Historic home demolished to make way for business

Published 10:02 am Thursday, December 13, 2018

BUCHANAN — A 150-year-old home that has been at the center of debate since late last year was demolished Thursday at 212 Main St. in Buchanan.

Jeremy Frame, business owner of Frame Products Inc. at 206 Main St., purchased the home with the intent to grow his expanding business to the adjacent property where the historic structure was located.

“Originally, when I first bought it my plan was to make a parking lot out of it,” Frame said.

But before Frame could complete his plans, the Buchanan Preservation Society came forward during a November city commissioners meeting in an effort to protect the home they said possessed historic community value.

The Buchanan Preservation Society asked city commissioners to enact a six-month hold on issuing a demolition permit. They also asked Frame to consider reselling the property to someone who could restore it. While Frame said he had several discussions with the organization’s volunteers, a deal they could agree on never materialized.

“No one ever came down and gave me a legitimate offer,” Frame said. 

Frame said he felt no rush to demolish the property and allowed a year to pass to see what options might be available that would make both sides happy. But after that time frame, he said it was time to take action. With a city permit issued last week, Frame initiated the demolition.

“The bottom line is the decision had to be made,” Frame said. “After one year, I think it was an ample amount of time. With our business growing and what we are trying to achieve, we are trying to help our community.”

The home at 212 Main St. was hailed for its Italian architecture. The Buchanan Preservation Society had also described it as a Buchanan landmark and contributing resource on the National Register of Historic Places.

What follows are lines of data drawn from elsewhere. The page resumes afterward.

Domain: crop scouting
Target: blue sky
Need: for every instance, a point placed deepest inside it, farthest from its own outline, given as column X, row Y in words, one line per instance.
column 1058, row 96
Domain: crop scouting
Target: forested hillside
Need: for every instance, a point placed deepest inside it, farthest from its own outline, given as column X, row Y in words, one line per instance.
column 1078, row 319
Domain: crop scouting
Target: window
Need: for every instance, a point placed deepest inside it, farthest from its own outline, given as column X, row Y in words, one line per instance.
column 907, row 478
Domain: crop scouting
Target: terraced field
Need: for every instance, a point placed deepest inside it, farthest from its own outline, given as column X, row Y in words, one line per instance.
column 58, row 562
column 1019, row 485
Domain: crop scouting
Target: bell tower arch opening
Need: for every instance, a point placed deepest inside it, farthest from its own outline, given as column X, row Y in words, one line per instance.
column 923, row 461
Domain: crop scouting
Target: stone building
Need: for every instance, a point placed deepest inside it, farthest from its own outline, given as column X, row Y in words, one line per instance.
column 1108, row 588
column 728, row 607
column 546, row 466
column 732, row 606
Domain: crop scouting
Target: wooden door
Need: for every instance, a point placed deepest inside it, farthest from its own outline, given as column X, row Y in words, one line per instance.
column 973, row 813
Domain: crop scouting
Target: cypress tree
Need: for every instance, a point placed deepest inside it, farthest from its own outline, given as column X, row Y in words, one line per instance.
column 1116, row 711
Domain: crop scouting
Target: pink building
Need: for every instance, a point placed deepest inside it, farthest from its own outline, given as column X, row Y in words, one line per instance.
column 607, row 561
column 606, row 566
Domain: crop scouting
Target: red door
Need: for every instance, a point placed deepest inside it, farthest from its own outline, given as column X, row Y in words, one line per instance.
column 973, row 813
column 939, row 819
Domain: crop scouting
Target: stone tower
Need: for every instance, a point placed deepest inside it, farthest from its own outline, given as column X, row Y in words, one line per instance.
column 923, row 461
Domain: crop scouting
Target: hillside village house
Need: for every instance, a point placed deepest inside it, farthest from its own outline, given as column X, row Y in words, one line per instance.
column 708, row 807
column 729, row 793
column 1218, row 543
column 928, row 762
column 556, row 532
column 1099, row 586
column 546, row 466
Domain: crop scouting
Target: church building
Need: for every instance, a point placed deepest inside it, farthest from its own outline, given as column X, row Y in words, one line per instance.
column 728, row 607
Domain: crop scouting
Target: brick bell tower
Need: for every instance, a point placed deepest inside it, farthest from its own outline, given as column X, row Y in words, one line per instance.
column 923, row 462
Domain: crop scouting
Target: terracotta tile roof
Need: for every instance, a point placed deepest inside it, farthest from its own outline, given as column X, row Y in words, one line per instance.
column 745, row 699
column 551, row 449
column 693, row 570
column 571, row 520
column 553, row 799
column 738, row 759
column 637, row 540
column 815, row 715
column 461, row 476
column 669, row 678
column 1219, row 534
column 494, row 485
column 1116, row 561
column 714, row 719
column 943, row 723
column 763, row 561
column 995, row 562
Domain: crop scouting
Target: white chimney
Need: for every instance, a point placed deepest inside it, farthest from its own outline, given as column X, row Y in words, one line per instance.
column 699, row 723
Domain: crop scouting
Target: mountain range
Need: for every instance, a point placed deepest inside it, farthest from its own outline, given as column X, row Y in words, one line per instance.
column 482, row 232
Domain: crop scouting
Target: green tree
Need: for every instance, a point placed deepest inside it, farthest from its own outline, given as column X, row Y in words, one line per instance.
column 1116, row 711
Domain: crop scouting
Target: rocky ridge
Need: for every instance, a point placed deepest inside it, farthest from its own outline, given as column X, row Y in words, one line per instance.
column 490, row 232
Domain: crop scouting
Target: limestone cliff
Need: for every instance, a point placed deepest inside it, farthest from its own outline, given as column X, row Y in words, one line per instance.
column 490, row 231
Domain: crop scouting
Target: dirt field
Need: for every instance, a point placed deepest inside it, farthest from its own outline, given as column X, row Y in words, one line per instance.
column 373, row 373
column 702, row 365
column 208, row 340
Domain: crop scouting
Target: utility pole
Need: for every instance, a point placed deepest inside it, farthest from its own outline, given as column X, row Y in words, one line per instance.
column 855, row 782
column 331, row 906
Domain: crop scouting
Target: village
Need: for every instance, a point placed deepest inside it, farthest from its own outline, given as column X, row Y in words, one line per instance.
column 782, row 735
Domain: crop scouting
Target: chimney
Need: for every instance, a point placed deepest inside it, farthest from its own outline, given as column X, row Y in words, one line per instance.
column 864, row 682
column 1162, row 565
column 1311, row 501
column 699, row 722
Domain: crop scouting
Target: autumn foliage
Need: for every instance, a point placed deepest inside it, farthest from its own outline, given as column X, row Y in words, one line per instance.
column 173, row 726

The home was vacant for two years before Frame purchased it. He described the structure as in a state of disrepair, with no working plumbing or electrical and a crumbling foundation. He said it would have cost more than $200,000 to restore.

Following the demolition last week, volunteers with the nonprofit released a statement, but did not address specific questions about the home’s destruction when asked.

“The Buchanan Preservation Society works to protect and preserve residential, commercial, and industrial neighborhoods and their environments, including specific buildings and structures, while maintaining historic and genealogical records, objects and archives,” the statement read.

Frame said he was unaware that the home had any historical value when he first purchased it. Before it was demolished, he said he salvaged some of the home’s beams, the chandeliers and heaters that were inside the home.

Since the demolition, Frame said he has heard feedback while at his business.

“We have had nothing but positive people come down here and say, ‘We’re really happy that it was taken down, it looks so much better,’” Frame said.

The sentiment on the Buchanan Preservation Society’s Facebook page showed some different reactions. The nonprofit created a post when demolition began last week, encouraging people to contact City Manager Bill Marx. While many responded that they sided with the decision to knock the home down, others expressed sadness that it was being demolished.

“This was not a glorious day,” Frame said of the demolition. “This was a hard decision, but for progress, hard decisions have to be made some times.”